Over the last several years, Black observes, Black/White has undergone a major metamorphosis, from traditional MGA to program specialist and aggregator. "It's very hard to reshape yourself," he remarks, "but we've done it. We've encountered more than our share of problems along the way--losing a market, reinsurance falling apart--but we've learned from our experience, and in 2003 we put about $85 million worth of business on the books. That's up from $20 million five years ago."

Scale equals growth

Much of Black/White's impressive growth over recent years, Black remarks, can be attributed to its strategy of acquiring small books of business and then giving them scale. "Four million dollars in gaming became $15 million; $4 million in professional liability became $16 million, and so on," he says. With offices throughout the country, Black/White chose to provide centralized financial and administrative support to help individual offices improve their performance while at the same time achieving significant economies of scale. "Some costs can be leveraged very easily," Black comments. An example is the agency's investment in technology. "The incremental cost of adding components is tiny compared with the initial cost: the installation, monitoring, and training," he says.

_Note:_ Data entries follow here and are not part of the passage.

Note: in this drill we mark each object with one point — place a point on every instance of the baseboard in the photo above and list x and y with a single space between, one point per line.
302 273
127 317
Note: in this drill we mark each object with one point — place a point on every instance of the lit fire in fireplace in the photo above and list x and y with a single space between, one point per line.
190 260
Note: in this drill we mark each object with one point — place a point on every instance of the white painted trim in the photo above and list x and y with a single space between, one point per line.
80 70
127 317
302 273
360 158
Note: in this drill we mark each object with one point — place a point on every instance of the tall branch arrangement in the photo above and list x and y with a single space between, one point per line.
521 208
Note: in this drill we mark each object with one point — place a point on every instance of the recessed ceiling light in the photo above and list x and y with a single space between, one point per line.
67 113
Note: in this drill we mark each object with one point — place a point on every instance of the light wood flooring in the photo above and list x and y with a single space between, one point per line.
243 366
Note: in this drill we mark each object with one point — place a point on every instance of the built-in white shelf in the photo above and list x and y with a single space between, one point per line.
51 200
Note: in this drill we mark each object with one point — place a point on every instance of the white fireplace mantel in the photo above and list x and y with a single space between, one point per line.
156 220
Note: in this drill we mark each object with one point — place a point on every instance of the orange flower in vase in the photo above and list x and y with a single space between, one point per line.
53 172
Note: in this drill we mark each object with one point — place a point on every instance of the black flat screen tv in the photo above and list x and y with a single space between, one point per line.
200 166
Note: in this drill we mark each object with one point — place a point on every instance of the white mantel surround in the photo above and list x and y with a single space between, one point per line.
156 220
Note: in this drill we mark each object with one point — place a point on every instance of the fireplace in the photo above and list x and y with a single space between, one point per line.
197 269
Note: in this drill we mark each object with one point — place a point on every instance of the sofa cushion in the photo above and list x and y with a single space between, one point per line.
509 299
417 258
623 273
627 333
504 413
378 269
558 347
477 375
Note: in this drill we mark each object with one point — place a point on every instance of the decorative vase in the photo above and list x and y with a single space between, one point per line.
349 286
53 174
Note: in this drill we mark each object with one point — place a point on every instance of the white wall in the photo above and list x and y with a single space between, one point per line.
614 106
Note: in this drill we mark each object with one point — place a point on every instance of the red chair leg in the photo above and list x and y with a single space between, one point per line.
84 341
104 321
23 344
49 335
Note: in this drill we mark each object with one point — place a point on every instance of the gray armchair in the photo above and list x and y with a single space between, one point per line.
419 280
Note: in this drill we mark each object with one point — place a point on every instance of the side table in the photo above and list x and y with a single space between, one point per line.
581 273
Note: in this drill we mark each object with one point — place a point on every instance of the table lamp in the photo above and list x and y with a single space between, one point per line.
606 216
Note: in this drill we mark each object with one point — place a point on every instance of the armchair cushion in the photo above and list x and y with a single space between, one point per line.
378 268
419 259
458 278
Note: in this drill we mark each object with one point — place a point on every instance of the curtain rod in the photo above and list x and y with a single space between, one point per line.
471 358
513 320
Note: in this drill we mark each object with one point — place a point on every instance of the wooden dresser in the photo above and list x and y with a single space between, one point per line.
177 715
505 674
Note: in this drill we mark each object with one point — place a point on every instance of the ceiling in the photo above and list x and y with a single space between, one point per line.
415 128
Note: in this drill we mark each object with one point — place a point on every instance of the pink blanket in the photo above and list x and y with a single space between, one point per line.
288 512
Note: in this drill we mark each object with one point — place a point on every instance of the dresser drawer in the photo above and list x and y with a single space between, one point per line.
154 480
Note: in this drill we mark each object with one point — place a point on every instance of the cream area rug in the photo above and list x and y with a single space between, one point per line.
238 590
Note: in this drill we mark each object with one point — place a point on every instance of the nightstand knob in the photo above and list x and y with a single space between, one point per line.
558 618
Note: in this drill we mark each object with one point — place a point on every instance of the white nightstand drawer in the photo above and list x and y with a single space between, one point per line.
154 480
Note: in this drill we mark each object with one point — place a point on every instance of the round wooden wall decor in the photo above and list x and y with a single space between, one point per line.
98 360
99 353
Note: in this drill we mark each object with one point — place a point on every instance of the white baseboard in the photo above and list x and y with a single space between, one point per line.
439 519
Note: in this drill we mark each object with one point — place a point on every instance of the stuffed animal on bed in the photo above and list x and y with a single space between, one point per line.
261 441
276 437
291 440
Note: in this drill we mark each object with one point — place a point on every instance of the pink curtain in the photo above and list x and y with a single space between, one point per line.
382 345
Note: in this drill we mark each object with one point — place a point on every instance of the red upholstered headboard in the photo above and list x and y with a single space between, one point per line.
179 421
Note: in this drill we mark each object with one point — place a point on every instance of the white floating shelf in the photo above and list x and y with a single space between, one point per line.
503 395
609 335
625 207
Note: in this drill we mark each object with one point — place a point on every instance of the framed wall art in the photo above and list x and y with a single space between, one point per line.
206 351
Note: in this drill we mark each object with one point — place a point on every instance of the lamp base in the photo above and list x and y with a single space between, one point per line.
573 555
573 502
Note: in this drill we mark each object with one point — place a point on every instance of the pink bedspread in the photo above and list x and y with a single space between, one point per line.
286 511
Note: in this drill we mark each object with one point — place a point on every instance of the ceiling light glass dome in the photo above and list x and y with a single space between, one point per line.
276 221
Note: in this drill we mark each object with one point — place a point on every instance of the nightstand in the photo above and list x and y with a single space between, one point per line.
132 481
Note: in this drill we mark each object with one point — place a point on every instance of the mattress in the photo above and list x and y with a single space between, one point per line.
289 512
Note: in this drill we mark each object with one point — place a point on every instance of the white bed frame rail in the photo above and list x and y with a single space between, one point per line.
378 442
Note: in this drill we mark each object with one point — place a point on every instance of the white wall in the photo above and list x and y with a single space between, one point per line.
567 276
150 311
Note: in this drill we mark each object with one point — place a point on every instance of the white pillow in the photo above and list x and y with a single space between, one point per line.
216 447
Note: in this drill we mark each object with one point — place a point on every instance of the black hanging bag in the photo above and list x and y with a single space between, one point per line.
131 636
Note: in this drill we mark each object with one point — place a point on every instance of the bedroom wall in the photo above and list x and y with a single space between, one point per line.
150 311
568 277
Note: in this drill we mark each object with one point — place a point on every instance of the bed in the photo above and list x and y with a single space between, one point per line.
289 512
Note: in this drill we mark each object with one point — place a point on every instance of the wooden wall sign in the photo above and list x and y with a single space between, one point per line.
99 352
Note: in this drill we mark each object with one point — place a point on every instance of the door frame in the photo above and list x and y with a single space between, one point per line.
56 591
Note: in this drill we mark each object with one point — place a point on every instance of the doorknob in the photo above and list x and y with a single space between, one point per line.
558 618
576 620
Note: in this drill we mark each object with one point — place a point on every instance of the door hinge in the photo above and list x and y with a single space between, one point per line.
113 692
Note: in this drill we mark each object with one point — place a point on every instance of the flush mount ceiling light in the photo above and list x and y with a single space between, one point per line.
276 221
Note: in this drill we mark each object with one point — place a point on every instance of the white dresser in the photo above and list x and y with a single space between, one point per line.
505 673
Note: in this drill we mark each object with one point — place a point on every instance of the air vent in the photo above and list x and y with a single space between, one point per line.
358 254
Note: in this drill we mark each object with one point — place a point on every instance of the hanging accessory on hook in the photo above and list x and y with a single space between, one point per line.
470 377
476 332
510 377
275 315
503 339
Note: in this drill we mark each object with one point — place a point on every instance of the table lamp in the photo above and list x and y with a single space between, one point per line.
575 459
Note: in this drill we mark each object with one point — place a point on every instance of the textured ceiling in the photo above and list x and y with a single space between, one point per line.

Scale also is a big factor in the area of company representation, Black notes. "If you're writing $100 million, but you're doing it with 20 companies, it's very hard to achieve any real efficiencies, because each company is different," he explains. "We're in the program business, so when a program turns out to be successful, we can take it into additional states at a very small incremental cost. For example, in our Oakland office, we've quadrupled our social services volume with less than double the staff. That's all because of scaling. In fact, our home office staff is smaller today than it was five years ago. If we find a business opportunity or a book of business in another state, we can execute at the drop of a hat," he asserts.

As president of Black/White, Paul White speaks enthusiastically about the agency's markets. "All the markets we do business with are profit driven rather than volume driven," he says. "We want to help our company partners be profitable, because we understand that that's an important factor in maintaining long-term relationships with them. Most of our carriers," White continues, "are making major changes in their corporate strategies. We believe they'll keep us as their partner, because we fit in with their strategies when it comes to risk selection and profit objectives.

There's nothing we can do about competitors that charge prices that don't make sense to us," White asserts. "We have a pretty good handle on what makes money for our carriers, and we stick to that. Sometimes it means losing business, but we try to focus on service and the quality of the paper we represent, and on providing the most comprehensive coverage available for the products we offer. Insureds who are looking for longevity and quality can count on us."

Remaining a stable force through hard and soft markets is key to Black/White's success in its challenging specialty arenas. "In the hard markets of the mid-1980s and the early 2000s, we had to take some stiff actions, but at the end of the day we came out with the same carriers we went into it with," Black says. "The truth is, we both made more money, and we were able to bring on a large number of new clients because they needed consistent capacity. A lot of people did well in the hard markets because they could charge outrageous prices as the market of last resort," he continues. "For the most part, we were a consistent market. Coming out of the mid-'80s hard market, we found that where we had proprietary or exclusive products, we were able to retain a significant share of our clients. We're writing the same accounts today, in many cases, that we wrote 20 years ago," he says with pride.

"We represent leading markets like Safeco, Hartford, and United National," Black says. "Those companies are tough customers. They don't take prisoners; if you're not doing things right, you won't last with them. So we're not concerned about finding the cheapest capacity or the most naîve capacity. We're very conservative in selecting our business partners. We want to work with carriers that have a focus and know where they're going."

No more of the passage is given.